Necessity Arts Collective

DanceWatch Weekly: Openings and closings

The dance weekend bubbles with new work from the likes of NW Dance Project, BodyVox, the Necessity Arts Collective and the Baroque Dance Project

This weekend is all about openings and closings, transitions, and possibly a change from winter to spring. I can already smell my neighbor’s fragrant magnolia tree beginning to bloom. I am feeling hopeful that we will see more sun soon, although I love the rain.

Opening tonight is NW Dance Project’s world premier of a modern day Carmen, choreographed by resident choreographer Ihsan Rustem, joined on the program by choreographer Patrick Delcroix’s Visible Darkness. Visible Darkness is the first piece that Delcroix has made since a harrowing fall off of a ladder two years ago that left him unconscious for several days. The dance tells that story.

ArtsWatch welcomes new civically minded dance theatre company Necessity Arts Collective, directed by Hayley Glickfeld Bielman, who will be collaborating with Ping & Woof opera company to perform Pergolesi’s Stabat Mater in a fundraiser for Ceasefire Oregon Education Foundation.

The Baroque Dance Project, a collaboration between harpsichordist Alice Sheu and baroque dancer Julie Iwasa, will take place at Performance Works NW on Friday night. Iwasa has painstakingly recreated the the dances steps to Jean-Philippe Rameau and J. S. Bach’s keyboard suites from 300-year-old dance manuals, a deep-dive into the history of dance in the West.

On Sunday BodyVox founders Jamey Hampton and Ashley Roland will don wearable Intel technology and accompany the Oregon Symphony in a composition written especially for them and their high-tech costumes by principal percussionist Niel DePonte, punningly entitled Intel-ligent Juxtapositions.

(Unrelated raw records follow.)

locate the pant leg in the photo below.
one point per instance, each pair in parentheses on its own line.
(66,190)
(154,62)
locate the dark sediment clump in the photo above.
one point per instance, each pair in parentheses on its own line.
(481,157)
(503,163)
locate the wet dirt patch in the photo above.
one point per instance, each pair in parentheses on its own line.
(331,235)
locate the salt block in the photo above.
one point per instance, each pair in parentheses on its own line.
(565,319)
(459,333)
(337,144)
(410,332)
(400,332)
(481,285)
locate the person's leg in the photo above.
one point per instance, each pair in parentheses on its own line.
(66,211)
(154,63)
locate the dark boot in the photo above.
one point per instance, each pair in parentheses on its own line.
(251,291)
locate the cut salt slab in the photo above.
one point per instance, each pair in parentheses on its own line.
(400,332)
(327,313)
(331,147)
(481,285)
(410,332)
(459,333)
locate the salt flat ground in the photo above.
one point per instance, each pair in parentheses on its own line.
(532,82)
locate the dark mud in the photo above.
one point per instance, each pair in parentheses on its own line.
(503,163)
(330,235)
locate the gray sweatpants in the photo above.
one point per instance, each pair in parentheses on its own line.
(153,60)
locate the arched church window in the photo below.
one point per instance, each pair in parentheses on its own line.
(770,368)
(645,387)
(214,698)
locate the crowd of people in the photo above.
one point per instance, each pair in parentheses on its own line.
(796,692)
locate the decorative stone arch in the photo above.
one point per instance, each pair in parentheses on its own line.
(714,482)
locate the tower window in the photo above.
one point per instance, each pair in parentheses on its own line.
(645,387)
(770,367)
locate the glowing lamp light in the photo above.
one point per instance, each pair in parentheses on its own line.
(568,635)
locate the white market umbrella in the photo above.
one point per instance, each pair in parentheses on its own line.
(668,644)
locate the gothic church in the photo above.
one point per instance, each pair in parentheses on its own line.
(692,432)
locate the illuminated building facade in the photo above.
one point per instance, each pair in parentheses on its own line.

Mr. Gaga is still showing at Living Room Theaters. The film captures the life of Batsheva Dance Company’s artistic director Ohad Naharin. In April, it will also be part of the Contact Film Festival, a collaboration between BodyVox and NW Film Center.

Also closing this weekend is the musical theatre hit In The Heights by Lin-Manuel Miranda with choreography by Sara Parker. The story is a celebration of the immigrant story in America that takes place in a Dominican-American community in the Washington Heights neighborhood of Manhattan.